Suppose, however, that the real divide in philosophy is neither analytic nor Continental. Suppose, instead, that the salient divide in philosophy is between those scholars who value philosophy for the sake of philosophy (to the exclusion of its practical relevance, a la Stanley Fish) and those philosopher who seek (a la Marx) to change the world. We could then think of the first type of philosophers as those who might gravitate toward Kant’s First Critique — they value the True, the pursuit of knowledge for its own sake, pure science, theoretical significance, and so forth. The second type of philosophers would be those who would gravitate toward Kant’s Second Critique — they value the Good, justice, the pursuit of knowledge for its practical employment in solving real-world problems, applied science, practical relevance, and so forth. This division of the first two types of philosophy actually makes Taylor’s appeal to Kant’s Third Critique more interesting. If modernity is something like the struggle between these two grand narratives (reason in its theoretical employment and reason in its practical employment — or theory and practice, for short), then the appeal to Kant’s Third Critique as a sort of third type of philosophy navigating between the first and second types, seeking rules, making indeterminate judgments, valuing the Beautiful (and the Sublime!) — well that has postmodernism a la Lyotard written all over it!

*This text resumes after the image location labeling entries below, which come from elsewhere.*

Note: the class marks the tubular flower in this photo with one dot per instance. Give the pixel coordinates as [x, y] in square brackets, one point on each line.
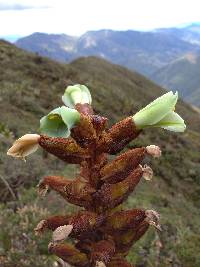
[160, 113]
[76, 94]
[24, 146]
[59, 122]
[103, 232]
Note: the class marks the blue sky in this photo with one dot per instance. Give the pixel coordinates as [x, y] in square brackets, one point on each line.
[74, 17]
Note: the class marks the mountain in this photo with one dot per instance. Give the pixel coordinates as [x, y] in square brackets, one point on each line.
[60, 47]
[31, 86]
[144, 52]
[182, 74]
[189, 33]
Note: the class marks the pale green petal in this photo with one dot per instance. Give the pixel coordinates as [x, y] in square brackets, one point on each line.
[71, 117]
[172, 122]
[156, 110]
[53, 125]
[75, 94]
[86, 96]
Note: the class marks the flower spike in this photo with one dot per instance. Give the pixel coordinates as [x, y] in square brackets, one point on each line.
[24, 146]
[59, 122]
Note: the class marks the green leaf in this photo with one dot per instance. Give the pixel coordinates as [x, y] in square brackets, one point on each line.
[53, 125]
[59, 122]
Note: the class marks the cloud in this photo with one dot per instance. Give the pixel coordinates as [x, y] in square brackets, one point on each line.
[5, 6]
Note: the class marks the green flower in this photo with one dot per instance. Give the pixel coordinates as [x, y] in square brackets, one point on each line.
[59, 122]
[75, 94]
[160, 113]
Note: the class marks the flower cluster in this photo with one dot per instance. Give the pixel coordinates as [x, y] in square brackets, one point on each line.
[103, 230]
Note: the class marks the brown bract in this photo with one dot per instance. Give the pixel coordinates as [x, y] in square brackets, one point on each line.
[103, 232]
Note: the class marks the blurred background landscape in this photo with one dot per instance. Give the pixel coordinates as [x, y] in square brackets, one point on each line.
[125, 66]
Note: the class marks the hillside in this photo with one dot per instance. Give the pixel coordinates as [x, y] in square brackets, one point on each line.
[144, 52]
[183, 75]
[30, 87]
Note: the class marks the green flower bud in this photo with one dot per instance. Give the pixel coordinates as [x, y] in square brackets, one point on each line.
[159, 113]
[59, 122]
[75, 94]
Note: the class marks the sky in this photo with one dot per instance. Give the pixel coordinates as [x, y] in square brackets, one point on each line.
[75, 17]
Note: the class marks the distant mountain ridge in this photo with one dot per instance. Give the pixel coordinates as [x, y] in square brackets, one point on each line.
[31, 86]
[184, 75]
[144, 52]
[152, 53]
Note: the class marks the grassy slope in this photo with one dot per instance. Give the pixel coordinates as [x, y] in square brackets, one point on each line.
[30, 87]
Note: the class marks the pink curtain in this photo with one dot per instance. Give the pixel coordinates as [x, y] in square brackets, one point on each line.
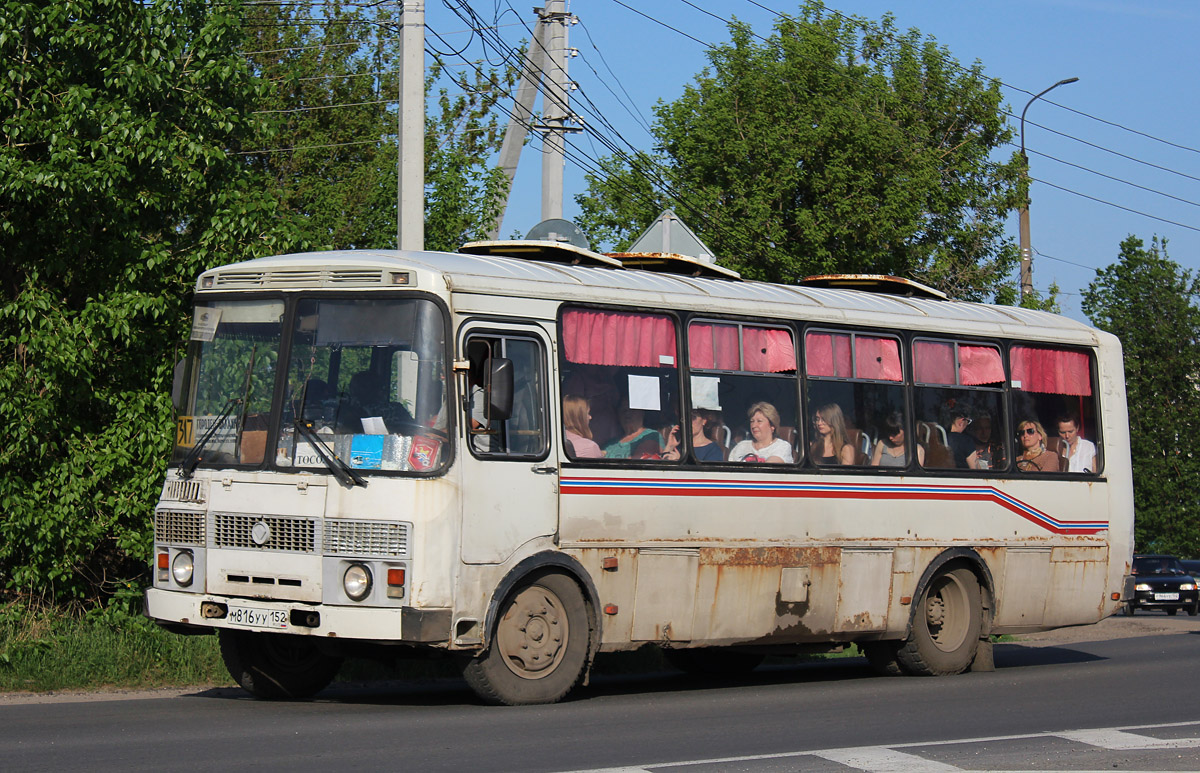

It also allows us to connect Taylor’s first and second lectures. The problem with the Modern university as designed by Kant is that it institutionalizes the split between the first two types of philosophy, which we now see are not just two types of folks within the discipline of philosophy, but rather two attitudes toward knowledge production (one theoretical, one practical). The Conflict of the Faculties instantiates an incomplete architectonic of the university — there is no Middle Faculty (of Judgment) to chart the course between the practical (higher) and theoretical (lower) faculties.

‘Interdisciplinarity’ is the placeholder for this missing faculty.